# barrle lock key



## kfm4421 (Mar 28, 2010)

anybody have a barrell lock key for sale


----------



## 480sparky (Sep 20, 2007)

Good luck. There was someone here last year trying to peddle them for $300 a pop.

You can buy them online, but only if you're a utility company. Some places, it's illegal to own one unless you're with a utility.

Thread 1.

Thread 2.


----------



## Electric Bill (Nov 13, 2009)

http://cabletoolpros.com/index.php?main_page=product_info&cPath=1&products_id=20

Check it out, $65.00ea


----------



## 4Runner (Apr 4, 2010)

kfm4421 said:


> anybody have a barrell lock key for sale


You can buy them at Home Depot or Lowes in the tool aisle. Look for Dremel tools and an appropriate cut off wheel.


----------



## RJS3rd (Sep 17, 2009)

I picked up 2 here in Philly from a PECO sub. One works flawlessly the other not so much but the guy also provided an "extractor" set that forcibly removes the lock. Its so worth its weight in gold for us my boss keeps them locked up in the office 

The cost...3 PECO bugs worth 15 bux


----------



## RJS3rd (Sep 17, 2009)

4Runner said:


> You can buy them at Home Depot or Lowes in the tool aisle. Look for Dremel tools and an appropriate cut off wheel.

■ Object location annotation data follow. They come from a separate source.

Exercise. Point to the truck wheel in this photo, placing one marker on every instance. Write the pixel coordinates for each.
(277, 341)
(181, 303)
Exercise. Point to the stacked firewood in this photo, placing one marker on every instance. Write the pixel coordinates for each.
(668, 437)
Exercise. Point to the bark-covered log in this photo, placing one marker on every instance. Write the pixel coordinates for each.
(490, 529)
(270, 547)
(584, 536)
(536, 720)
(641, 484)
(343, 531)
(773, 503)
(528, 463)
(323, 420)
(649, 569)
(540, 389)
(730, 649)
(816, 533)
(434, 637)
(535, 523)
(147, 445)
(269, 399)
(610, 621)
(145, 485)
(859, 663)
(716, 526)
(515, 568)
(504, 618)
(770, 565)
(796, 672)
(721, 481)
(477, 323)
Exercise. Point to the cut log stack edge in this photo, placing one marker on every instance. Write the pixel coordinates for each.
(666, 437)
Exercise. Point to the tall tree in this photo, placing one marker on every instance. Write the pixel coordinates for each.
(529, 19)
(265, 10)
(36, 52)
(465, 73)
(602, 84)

Thats are fallback but its soo much easier using the key.


----------



## NY ELECTRIC (Sep 27, 2009)

Electric Bill said:


> http://cabletoolpros.com/index.php?main_page=product_info&cPath=1&products_id=20
> 
> Check it out, $65.00ea


That looks like just what the doctor ordered. I just bought one the price seems real low lets see if they send it over or maybe some Con Ed goons will show up instead.


----------



## TOOL_5150 (Aug 27, 2007)

NY ELECTRIC said:


> That looks like just what the doctor ordered. I just bought one the price seems real low lets see if they send it over or maybe some Con Ed goons will show up instead.


please report back if it works. :thumbsup:

~Matt


----------



## GDK 13 (Oct 6, 2009)

TOOL_5150 said:


> please report back if it works. :thumbsup:
> 
> ~Matt


Just got mine in the mail. Nice lookin tool, but it doesn't even fit into the barrel locks i have here.


----------



## zeek714 (Jun 12, 2010)

*Barrell lock key*



kfm4421 said:


> anybody have a barrell lock key for sale


I can tell you how to make one that works 99% of the time....


----------



## 480sparky (Sep 20, 2007)

zeek714 said:


> I can tell you how to make one that works 99% of the time....

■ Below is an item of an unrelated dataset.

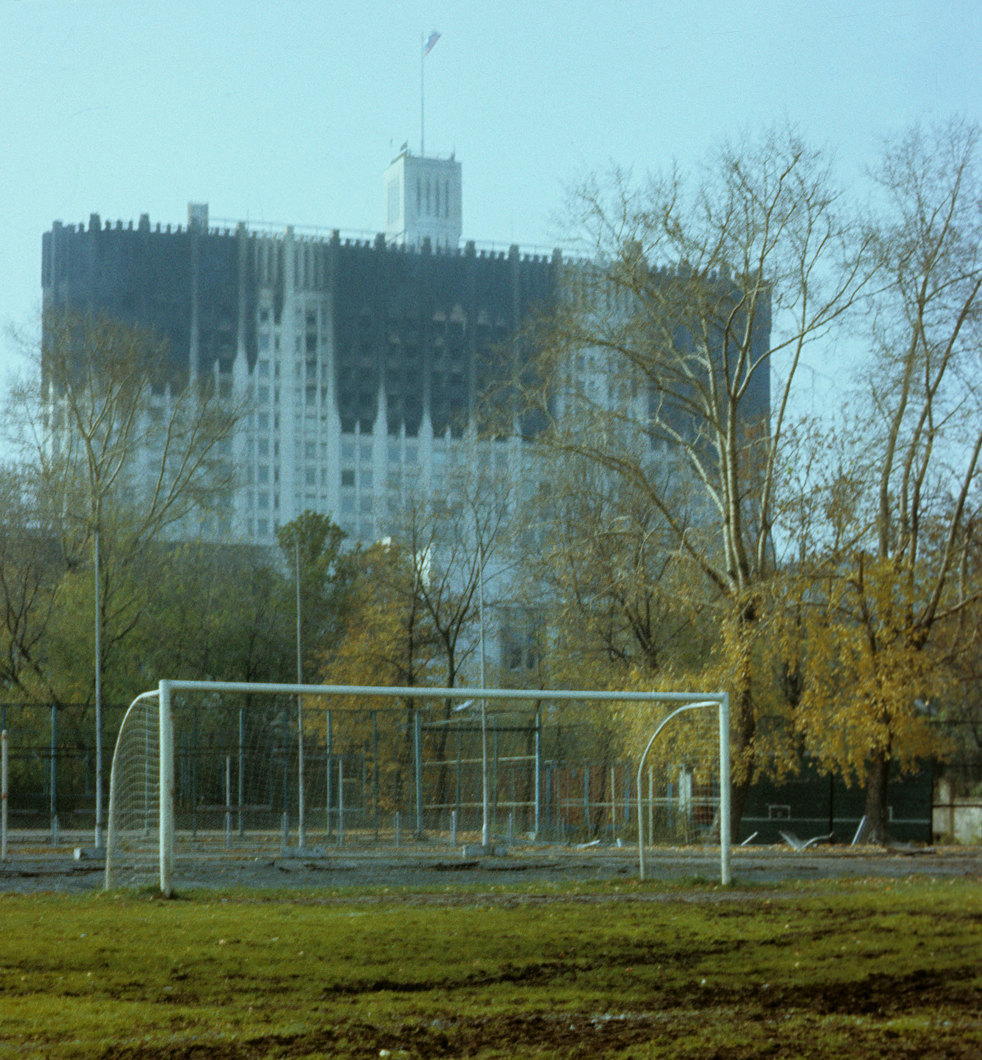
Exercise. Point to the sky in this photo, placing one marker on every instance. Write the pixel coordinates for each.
(290, 112)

I can tell you where to buy an angle grinder.


----------



## Bkessler (Feb 14, 2007)

zeek714 said:


> I can tell you how to make one that works 99% of the time....

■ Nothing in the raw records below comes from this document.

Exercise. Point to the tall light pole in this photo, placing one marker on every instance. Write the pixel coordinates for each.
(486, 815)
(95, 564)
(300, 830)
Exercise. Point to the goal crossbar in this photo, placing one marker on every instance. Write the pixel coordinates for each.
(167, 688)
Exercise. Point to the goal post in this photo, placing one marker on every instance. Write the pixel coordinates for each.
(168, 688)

Most statistics are made up, 14% of all people know that.



H.J.S.


----------



## Speedy Petey (Jan 10, 2007)

zeek714 said:


> i can tell you how to make one that works 99% of the time....


what's with the big font???

Besides, kfm4421 left one minute after making this post and has not been back in the three months since.


----------